Scenario #3: OASIS Web Services Security WS-S Message-based Security

Now let’s make a really radical change to our security model. We’ll move from transport-level, SSL security to a more sophisticated message-based security model. This supports different transports–such as going over a JMS Message-Oriented Middleware (MOM) provider like MQSeries, or transfer of XML content as a file over FTP. It can handle asynchronous, and non point-to-point messaging, which are difficult or impossible to achieve using connection-based SSL.  Here’s the new policy:

Policy #3:

1. Authenticate identity using the OASIS WS-Security Kerberos Token Profile
2. Ensure that the message contains valid, digitally signed time stamps. These could be used to add uniqueness in the message as a means to defeat replay attacks (there are various other strategies to achieve this as well).
3. If the operation requested is placeOrder(), decrypt the order contents elements in the message using the AES-192 cipher, a symmetric key encryption mechanism. Do this in compliance with the OASIS WS-Security standard.
4. Regardless of the operation, ensure that there is a valid signature spanning the body of the message to ensure that nothing was altered in transit. This also establishes a binding between the content and the identity we validated in step #1.
5. Client must be in the sales group, as defined in the internal identity provider (as before).
6. Send the request content to the internal warehouse service (as before).
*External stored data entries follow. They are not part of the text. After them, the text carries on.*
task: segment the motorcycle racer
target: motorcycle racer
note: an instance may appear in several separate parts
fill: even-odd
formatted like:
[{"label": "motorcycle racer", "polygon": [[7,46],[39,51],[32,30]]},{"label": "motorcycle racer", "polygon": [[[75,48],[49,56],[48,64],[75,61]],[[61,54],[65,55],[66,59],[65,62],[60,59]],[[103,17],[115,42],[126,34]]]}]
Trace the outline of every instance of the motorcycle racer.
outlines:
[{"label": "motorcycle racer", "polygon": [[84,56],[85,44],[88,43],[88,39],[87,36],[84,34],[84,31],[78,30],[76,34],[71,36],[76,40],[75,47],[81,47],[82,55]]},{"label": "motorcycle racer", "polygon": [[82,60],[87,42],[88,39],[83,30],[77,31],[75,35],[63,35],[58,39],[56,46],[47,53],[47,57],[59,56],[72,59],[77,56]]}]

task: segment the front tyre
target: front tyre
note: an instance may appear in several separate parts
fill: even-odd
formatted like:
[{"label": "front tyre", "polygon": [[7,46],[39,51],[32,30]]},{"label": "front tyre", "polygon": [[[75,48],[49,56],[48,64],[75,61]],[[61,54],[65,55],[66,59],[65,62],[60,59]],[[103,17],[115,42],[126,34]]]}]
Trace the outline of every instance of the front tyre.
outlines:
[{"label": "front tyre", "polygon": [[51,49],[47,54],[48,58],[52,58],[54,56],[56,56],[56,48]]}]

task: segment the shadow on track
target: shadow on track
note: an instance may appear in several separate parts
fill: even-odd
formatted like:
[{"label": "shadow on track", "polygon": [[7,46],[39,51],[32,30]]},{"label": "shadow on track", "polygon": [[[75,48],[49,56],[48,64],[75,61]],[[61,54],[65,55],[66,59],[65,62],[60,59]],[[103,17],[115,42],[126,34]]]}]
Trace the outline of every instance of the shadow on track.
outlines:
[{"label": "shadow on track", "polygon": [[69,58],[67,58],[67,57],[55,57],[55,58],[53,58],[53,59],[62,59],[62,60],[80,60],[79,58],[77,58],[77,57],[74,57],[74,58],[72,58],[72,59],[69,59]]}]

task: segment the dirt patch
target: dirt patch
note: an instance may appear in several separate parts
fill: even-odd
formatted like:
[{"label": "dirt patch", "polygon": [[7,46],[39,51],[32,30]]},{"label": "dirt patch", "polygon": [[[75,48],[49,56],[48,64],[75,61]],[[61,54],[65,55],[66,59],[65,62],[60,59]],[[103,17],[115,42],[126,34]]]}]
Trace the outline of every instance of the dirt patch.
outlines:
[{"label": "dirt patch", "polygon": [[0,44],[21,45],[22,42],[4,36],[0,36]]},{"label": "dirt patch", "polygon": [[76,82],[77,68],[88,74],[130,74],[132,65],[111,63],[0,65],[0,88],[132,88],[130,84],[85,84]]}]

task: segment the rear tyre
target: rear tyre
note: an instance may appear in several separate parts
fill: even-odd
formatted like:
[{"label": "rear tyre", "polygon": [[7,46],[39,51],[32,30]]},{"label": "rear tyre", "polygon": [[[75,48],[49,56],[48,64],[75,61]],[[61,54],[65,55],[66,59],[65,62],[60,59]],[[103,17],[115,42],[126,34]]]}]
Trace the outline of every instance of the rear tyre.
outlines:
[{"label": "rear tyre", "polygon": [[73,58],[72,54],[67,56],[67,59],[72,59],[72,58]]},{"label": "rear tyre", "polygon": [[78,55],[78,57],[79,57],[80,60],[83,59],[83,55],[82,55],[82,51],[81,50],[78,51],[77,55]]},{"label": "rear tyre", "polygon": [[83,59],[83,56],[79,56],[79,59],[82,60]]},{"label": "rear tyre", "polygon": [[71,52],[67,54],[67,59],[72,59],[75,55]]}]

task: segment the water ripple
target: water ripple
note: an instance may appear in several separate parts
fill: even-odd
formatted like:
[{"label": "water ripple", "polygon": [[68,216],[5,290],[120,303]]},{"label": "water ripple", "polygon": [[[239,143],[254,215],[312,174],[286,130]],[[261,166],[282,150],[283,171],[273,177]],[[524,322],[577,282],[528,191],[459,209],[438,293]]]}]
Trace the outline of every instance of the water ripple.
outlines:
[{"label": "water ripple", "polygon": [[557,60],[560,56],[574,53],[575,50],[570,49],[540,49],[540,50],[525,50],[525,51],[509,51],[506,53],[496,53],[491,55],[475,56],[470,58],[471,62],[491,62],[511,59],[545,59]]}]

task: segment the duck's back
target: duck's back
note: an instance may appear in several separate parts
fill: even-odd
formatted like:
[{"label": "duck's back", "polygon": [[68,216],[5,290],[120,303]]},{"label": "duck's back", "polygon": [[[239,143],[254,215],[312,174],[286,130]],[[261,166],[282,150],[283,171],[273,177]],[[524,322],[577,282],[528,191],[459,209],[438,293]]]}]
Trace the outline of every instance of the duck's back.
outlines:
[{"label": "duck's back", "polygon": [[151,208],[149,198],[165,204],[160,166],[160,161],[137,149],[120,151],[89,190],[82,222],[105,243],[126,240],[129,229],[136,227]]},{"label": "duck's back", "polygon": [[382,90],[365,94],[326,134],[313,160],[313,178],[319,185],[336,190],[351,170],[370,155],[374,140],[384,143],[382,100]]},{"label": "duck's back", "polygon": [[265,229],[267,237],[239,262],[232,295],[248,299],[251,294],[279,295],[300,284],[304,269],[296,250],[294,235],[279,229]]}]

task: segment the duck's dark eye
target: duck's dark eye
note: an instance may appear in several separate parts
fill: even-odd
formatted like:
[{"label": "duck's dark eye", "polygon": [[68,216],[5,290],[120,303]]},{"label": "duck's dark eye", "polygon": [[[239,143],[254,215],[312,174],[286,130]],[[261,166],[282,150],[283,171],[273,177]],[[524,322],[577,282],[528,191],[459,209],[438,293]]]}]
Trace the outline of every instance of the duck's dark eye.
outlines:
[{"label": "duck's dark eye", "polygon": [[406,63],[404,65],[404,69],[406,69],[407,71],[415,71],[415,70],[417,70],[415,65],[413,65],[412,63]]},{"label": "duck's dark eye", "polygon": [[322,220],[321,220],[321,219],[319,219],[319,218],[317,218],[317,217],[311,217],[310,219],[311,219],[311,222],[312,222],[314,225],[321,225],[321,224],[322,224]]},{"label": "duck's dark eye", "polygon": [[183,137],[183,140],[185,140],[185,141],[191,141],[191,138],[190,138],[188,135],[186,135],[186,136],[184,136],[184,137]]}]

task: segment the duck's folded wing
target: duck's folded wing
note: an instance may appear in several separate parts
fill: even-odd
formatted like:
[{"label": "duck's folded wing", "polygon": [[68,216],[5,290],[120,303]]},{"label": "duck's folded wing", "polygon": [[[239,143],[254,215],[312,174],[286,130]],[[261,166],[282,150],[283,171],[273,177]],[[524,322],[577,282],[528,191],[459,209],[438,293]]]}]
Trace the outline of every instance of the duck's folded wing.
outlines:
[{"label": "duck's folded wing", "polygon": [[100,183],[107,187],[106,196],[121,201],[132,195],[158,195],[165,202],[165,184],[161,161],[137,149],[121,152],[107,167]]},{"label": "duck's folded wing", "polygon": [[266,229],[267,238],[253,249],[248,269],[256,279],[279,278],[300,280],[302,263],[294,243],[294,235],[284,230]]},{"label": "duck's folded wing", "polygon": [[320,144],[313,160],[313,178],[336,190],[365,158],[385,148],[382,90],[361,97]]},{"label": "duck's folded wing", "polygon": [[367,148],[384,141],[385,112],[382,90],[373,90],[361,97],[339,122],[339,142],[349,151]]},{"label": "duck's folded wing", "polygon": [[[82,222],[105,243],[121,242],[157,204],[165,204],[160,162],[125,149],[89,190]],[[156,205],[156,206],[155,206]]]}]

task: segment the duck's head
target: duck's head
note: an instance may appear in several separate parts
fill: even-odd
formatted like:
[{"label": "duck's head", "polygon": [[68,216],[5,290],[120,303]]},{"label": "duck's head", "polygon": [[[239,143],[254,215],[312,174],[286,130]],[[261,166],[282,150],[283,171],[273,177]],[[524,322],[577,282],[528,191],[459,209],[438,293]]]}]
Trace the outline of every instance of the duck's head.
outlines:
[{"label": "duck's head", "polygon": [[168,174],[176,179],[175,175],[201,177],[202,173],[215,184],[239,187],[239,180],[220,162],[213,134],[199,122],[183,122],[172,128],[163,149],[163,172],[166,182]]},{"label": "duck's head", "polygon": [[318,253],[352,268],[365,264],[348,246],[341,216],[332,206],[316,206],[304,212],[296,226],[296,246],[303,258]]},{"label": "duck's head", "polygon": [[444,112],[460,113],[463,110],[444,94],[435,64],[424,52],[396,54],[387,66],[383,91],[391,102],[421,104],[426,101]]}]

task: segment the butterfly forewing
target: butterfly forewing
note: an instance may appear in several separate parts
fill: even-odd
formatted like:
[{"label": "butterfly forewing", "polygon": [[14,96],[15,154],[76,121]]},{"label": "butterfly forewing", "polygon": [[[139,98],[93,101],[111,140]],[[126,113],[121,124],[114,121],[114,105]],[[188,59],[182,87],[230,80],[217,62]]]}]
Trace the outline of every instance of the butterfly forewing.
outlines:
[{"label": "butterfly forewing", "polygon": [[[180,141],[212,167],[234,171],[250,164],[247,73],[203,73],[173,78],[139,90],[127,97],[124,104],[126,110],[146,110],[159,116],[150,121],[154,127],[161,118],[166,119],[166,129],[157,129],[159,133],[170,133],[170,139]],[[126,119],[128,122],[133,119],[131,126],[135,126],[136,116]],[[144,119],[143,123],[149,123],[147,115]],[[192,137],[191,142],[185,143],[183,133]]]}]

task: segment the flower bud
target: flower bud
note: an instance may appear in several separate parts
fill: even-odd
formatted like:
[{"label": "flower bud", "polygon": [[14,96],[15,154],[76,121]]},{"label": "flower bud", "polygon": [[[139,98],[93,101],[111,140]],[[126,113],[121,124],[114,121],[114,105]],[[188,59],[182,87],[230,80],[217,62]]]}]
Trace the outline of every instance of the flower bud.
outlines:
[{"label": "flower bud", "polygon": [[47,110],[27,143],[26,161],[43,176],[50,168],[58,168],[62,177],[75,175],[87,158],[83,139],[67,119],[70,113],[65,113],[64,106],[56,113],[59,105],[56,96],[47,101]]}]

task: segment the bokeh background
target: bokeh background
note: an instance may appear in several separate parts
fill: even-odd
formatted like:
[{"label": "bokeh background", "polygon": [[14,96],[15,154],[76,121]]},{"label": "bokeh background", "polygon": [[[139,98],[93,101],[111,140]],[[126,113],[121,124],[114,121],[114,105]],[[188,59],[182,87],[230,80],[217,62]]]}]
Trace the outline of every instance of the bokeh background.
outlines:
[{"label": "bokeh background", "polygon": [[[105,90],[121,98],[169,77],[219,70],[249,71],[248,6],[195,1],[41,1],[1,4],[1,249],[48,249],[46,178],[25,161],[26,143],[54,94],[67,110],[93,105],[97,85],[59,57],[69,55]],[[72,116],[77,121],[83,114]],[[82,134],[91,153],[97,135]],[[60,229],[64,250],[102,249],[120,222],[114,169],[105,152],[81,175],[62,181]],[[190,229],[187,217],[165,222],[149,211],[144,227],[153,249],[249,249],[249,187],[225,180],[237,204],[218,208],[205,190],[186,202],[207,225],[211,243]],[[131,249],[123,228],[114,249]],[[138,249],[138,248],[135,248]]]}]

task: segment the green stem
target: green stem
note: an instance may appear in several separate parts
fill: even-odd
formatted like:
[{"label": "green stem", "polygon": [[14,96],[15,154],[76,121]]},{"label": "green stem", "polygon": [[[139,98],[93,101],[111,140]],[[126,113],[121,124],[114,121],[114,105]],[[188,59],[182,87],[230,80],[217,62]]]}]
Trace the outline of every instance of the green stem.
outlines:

Our security model is becoming fairly complex, and it’s important to note that it is by no means complete. We haven’t even begun to address how the response from the service should be handled (right now it’s just relayed unaltered from the service); however to keep things simple in the example we’ll confine ourselves to this, knowing that it is incomplete.

Here’s what this policy looks like in the SecureSpan Manager. Note that it’s simple to read and understand, which is important when designing security implementations. Complexity increases the chances of errors going undetected:

To write this I simply deleted the SSL assertion and dragged in four new ones. To configure the encryption on a particular element, I opened the detail pane of the encrypt request element assertion:

This pane reflects on the schema bound to the original WSDL that describe the warehouse service. It allows me to just point at the elements I expect to find encrypted (or signed). The gateway takes care of the heavy lifting of XML decryption at run time using our acceleration technology. This panel provides a standard message stereotype to work with, or I can load a sample message to describe an even more realistic scenario.

The time spent converting from SSL-based security model to the much more sophisticated WS-Security policy was all of about 30 seconds. So what we’ve done here is shown how you can start simple, and grow your security model over time with very little effort or risk.

Simple SOA Security

When I was young my Dad was tough on tools. I quite clearly remember him stating “if your tools don’t work for you, get different tools”. This was usually followed by the offending tool being tossed into the garbage because it didn’t serve its intended purpose. A better one–one that solved the problem it was designed for–inevitably showed up soon after. Somehow, this has always stuck with me.

SOA tools need to work just as hard, and if they aren’t useful, they need to face a similar fate. SecureSpan Gateways need to offer flexibility, because the truth is, everyone has different integration challenges in the SOA world. But SecureSpan also needs to be simple enough to resist misconfiguration by virtue of the complexity of SOA security standards (more on this topic in a future post). These are actually two opposing forces, and it’s not trivial to find a useful balance between the two. SecureSpan has achieved that balance. When we do find case where it fails, our judgment is as unequivocal as my Dad’s around the chisels and wrenches in my his toolbox: replace it with something that works for you.